Figure 6.

Xenotransplantation Indicates That XRC Treatment after Gene Editing Leads to Efficient HDR in Long-Term Engrafting HSCs

(A) Schematic of the workflow for xenotransplantation. CD34+ HSPCs are placed in SC culture for 1 day before editing and cycle for 2 additional days in SC culture, and then quiescence is induced with XRC for 3 days before xenotransplantation into NSG mice. Sixteen weeks post-transplant, bone marrow is collected for engraftment analysis, multilineage analysis, and NGS genotyping; spleen is collected for engraftment analysis; and peripheral blood is collected for engraftment and multilineage analysis.

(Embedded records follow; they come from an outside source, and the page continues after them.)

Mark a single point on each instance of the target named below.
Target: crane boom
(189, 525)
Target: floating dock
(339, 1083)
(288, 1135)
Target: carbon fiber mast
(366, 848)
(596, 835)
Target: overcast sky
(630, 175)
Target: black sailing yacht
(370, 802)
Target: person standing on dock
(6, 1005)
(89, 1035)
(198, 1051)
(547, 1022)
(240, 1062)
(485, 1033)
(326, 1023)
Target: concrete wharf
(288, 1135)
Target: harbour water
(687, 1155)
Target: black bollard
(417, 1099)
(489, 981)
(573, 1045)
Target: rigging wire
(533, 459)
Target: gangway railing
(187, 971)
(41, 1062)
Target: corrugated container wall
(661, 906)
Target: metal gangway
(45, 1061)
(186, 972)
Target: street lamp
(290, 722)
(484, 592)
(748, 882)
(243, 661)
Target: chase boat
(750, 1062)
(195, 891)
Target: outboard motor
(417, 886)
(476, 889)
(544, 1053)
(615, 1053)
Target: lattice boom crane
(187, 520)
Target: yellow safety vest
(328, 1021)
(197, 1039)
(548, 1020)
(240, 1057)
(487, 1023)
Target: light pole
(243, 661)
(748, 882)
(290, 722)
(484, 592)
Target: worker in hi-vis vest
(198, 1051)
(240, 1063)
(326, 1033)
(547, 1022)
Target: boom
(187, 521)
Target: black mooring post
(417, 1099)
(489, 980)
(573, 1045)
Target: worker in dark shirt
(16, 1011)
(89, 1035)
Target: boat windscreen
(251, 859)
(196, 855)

(B) Gating strategy for measuring human cell engraftment and multilineage differentiation.

(C) Human cell engraftment (human CD45/mouse CD45.1) 16 weeks after transplant in the bone marrow, spleen, and peripheral blood of NSG mice. Data from individual mice and mean ± SD shown. n = 4 or 6. NS, not significantly different by unpaired t test.

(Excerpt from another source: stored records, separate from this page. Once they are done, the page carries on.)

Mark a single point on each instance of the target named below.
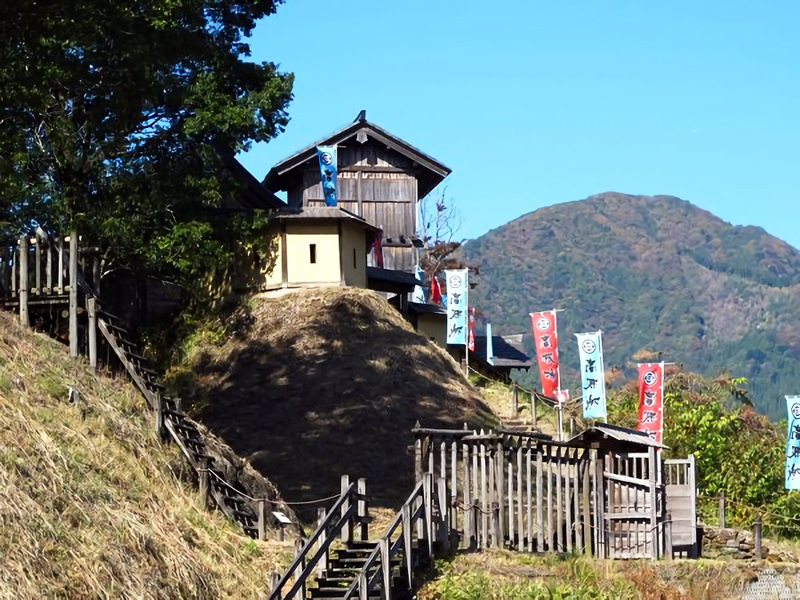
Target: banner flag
(651, 400)
(489, 344)
(436, 292)
(419, 293)
(562, 396)
(793, 444)
(471, 342)
(545, 336)
(593, 381)
(457, 304)
(327, 170)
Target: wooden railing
(416, 517)
(312, 557)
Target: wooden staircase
(173, 423)
(385, 568)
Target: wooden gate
(632, 512)
(680, 491)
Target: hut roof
(432, 171)
(508, 351)
(323, 213)
(624, 438)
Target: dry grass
(325, 382)
(90, 506)
(508, 575)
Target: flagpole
(603, 368)
(558, 375)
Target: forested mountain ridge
(656, 275)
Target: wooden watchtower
(381, 179)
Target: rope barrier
(243, 495)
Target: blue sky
(536, 103)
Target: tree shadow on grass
(337, 394)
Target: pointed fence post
(757, 537)
(73, 294)
(262, 519)
(23, 281)
(347, 530)
(91, 309)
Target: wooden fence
(530, 493)
(45, 273)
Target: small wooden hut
(380, 178)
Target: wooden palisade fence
(600, 493)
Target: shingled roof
(432, 172)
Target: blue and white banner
(489, 344)
(419, 293)
(793, 444)
(593, 383)
(327, 171)
(457, 305)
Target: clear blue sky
(534, 103)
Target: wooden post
(73, 294)
(757, 537)
(668, 536)
(262, 519)
(386, 571)
(60, 283)
(23, 281)
(298, 548)
(520, 518)
(161, 431)
(363, 523)
(38, 266)
(204, 487)
(91, 308)
(323, 560)
(417, 457)
(443, 497)
(347, 530)
(651, 455)
(539, 497)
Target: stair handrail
(386, 549)
(330, 527)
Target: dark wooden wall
(374, 182)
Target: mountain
(662, 278)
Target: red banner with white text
(651, 400)
(471, 336)
(545, 335)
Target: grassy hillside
(320, 383)
(662, 279)
(90, 505)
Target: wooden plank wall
(680, 490)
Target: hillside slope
(90, 506)
(321, 383)
(660, 277)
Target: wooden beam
(73, 295)
(23, 281)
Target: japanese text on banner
(651, 400)
(793, 444)
(327, 171)
(457, 306)
(545, 335)
(593, 383)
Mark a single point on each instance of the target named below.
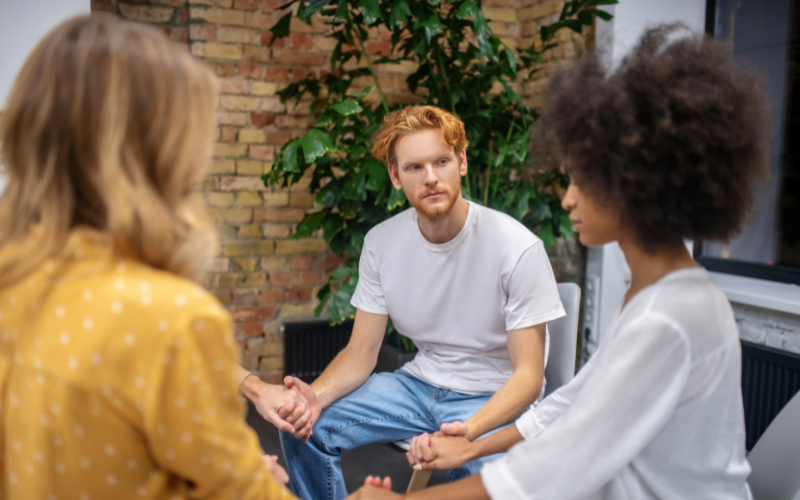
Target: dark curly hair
(675, 140)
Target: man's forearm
(516, 395)
(346, 373)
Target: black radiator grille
(770, 378)
(311, 345)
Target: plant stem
(369, 65)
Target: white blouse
(656, 413)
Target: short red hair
(413, 119)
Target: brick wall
(262, 276)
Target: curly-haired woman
(118, 374)
(668, 147)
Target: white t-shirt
(655, 414)
(458, 300)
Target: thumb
(454, 429)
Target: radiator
(311, 345)
(770, 378)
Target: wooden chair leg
(419, 480)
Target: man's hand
(375, 488)
(439, 451)
(269, 399)
(304, 419)
(280, 475)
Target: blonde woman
(118, 373)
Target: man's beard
(434, 213)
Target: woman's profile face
(596, 223)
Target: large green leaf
(400, 14)
(345, 108)
(371, 11)
(281, 28)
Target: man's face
(428, 171)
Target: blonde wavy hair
(412, 119)
(107, 126)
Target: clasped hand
(292, 408)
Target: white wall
(22, 24)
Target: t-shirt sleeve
(532, 292)
(369, 293)
(194, 422)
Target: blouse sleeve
(194, 420)
(629, 397)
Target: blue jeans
(388, 407)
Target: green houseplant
(459, 62)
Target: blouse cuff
(499, 483)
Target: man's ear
(395, 178)
(462, 162)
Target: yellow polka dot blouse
(119, 381)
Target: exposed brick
(146, 13)
(236, 151)
(276, 199)
(203, 32)
(236, 215)
(298, 58)
(276, 74)
(272, 296)
(279, 214)
(240, 103)
(261, 119)
(300, 41)
(301, 262)
(221, 199)
(251, 329)
(293, 278)
(238, 248)
(238, 183)
(217, 51)
(298, 294)
(250, 314)
(259, 152)
(276, 231)
(301, 246)
(249, 199)
(260, 54)
(263, 88)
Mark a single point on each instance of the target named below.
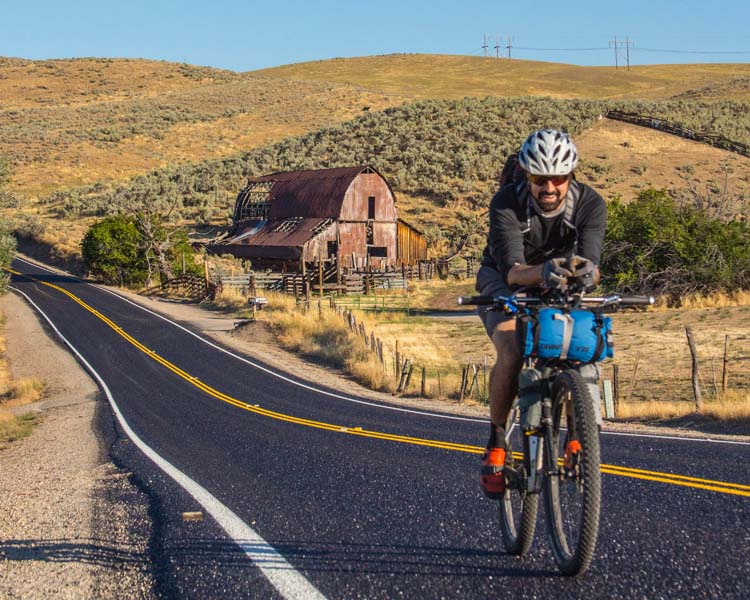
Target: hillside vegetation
(88, 138)
(441, 156)
(66, 123)
(453, 77)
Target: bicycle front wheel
(572, 487)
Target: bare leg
(504, 375)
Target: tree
(656, 245)
(7, 250)
(112, 250)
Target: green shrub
(111, 251)
(655, 245)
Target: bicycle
(565, 467)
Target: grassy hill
(67, 123)
(88, 135)
(446, 76)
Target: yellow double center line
(681, 480)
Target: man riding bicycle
(546, 231)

(D and E) Percentage of indicated lineages (B cells [CD19], myeloid cells [CD33], and T cells [CD3]) within the human cell graft in the bone marrow (D) and peripheral blood (E) of NSG mice. Data from individual mice and mean ± SD shown. n = 4 or 6.

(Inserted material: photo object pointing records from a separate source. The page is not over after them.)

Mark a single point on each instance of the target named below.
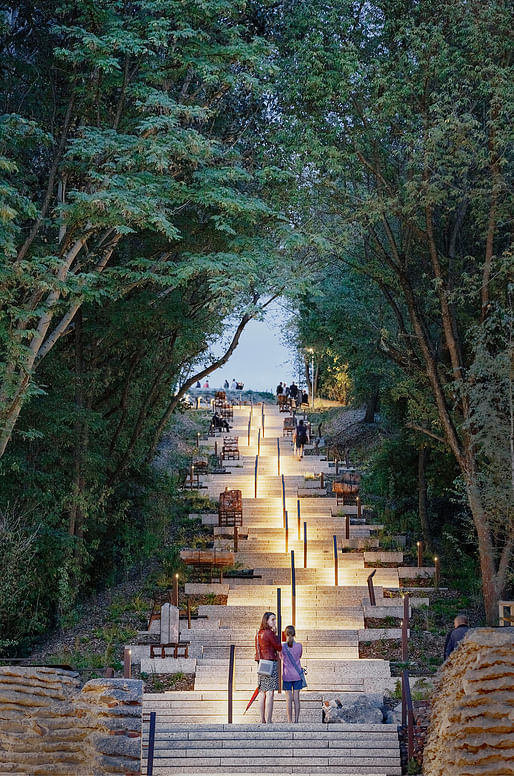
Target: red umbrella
(255, 694)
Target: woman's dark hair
(264, 621)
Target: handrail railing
(371, 589)
(293, 590)
(231, 683)
(408, 713)
(405, 628)
(255, 476)
(151, 744)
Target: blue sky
(261, 359)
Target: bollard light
(127, 663)
(175, 590)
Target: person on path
(293, 390)
(292, 673)
(460, 628)
(267, 647)
(300, 439)
(219, 422)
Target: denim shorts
(292, 685)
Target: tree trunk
(492, 587)
(422, 499)
(371, 407)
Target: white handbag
(265, 667)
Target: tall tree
(110, 129)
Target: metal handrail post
(279, 632)
(284, 499)
(371, 589)
(279, 611)
(293, 590)
(231, 682)
(408, 713)
(405, 626)
(151, 744)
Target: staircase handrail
(408, 713)
(151, 744)
(230, 688)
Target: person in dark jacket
(460, 628)
(300, 438)
(267, 647)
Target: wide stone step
(302, 748)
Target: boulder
(356, 710)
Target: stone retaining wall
(51, 725)
(472, 720)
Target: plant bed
(163, 682)
(382, 622)
(417, 582)
(241, 574)
(379, 564)
(203, 599)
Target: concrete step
(302, 748)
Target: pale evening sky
(261, 360)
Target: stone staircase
(192, 734)
(304, 748)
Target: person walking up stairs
(193, 735)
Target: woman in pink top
(291, 673)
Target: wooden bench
(179, 648)
(159, 598)
(230, 510)
(230, 448)
(289, 426)
(284, 403)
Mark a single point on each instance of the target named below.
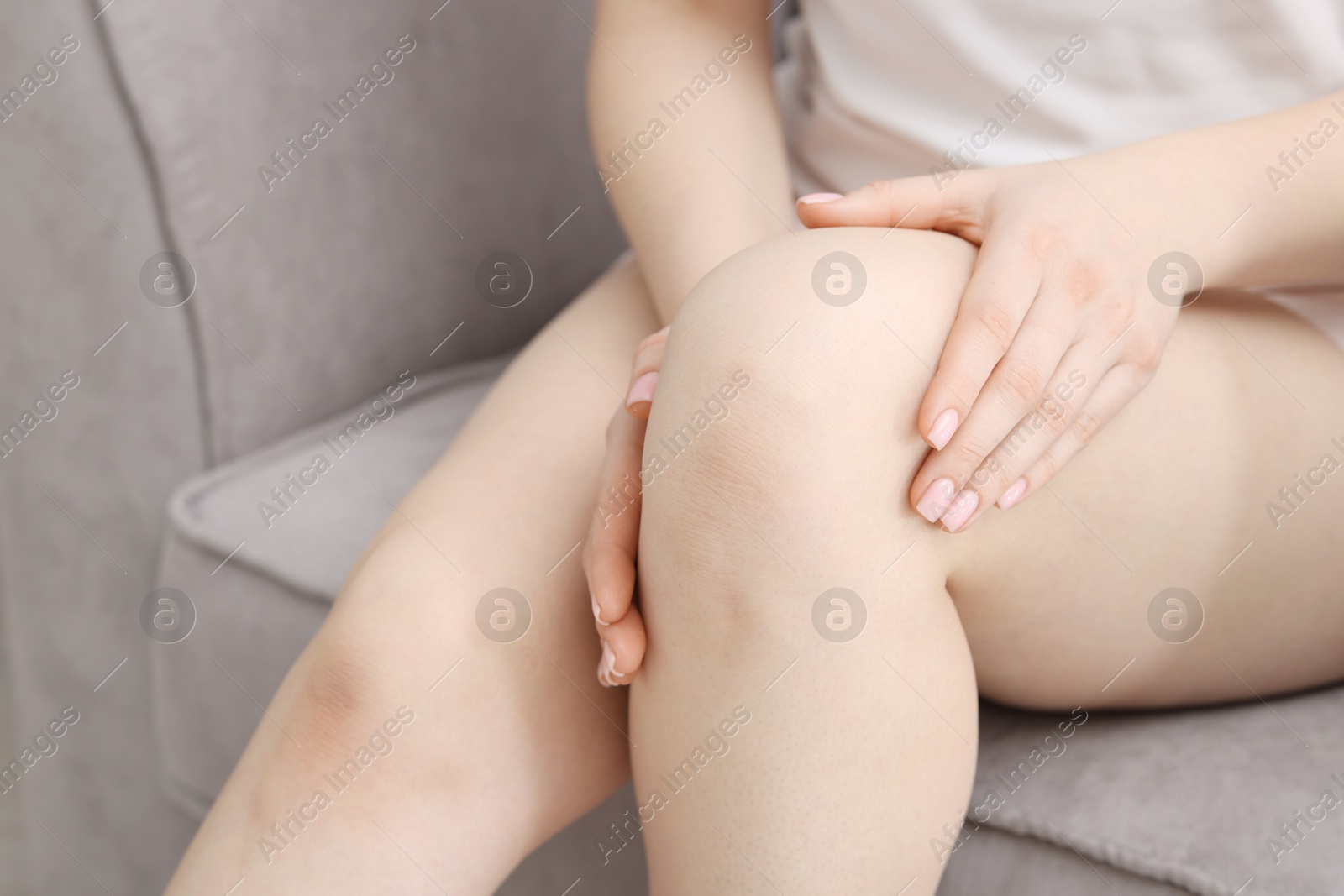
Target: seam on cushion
(165, 233)
(185, 523)
(1126, 860)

(F and G) Editing outcomes in CD34+ HSPCs before transplanting into NSG mice (F) and in hCD45+mCD45.1− cells from the bone marrow of NSG mice 16 weeks after transplant (G) (SC, 3 days in SC media; SC SC, 6 days in SC media; SC XRC, 3 days in SC media and 3 additional days in XRC before transplant). Data from individual mice and mean ± SD shown. n = 3 or 5 for each condition (mice with engraftment < 2% were excluded from this analysis due to insufficient cell number for amplicon sequencing). ^∗p < 0.05, ^∗∗p < 0.01 by unpaired t test.

Representative data from experiments performed with two different mPB donors and n = 4–6 biological replicates per donor.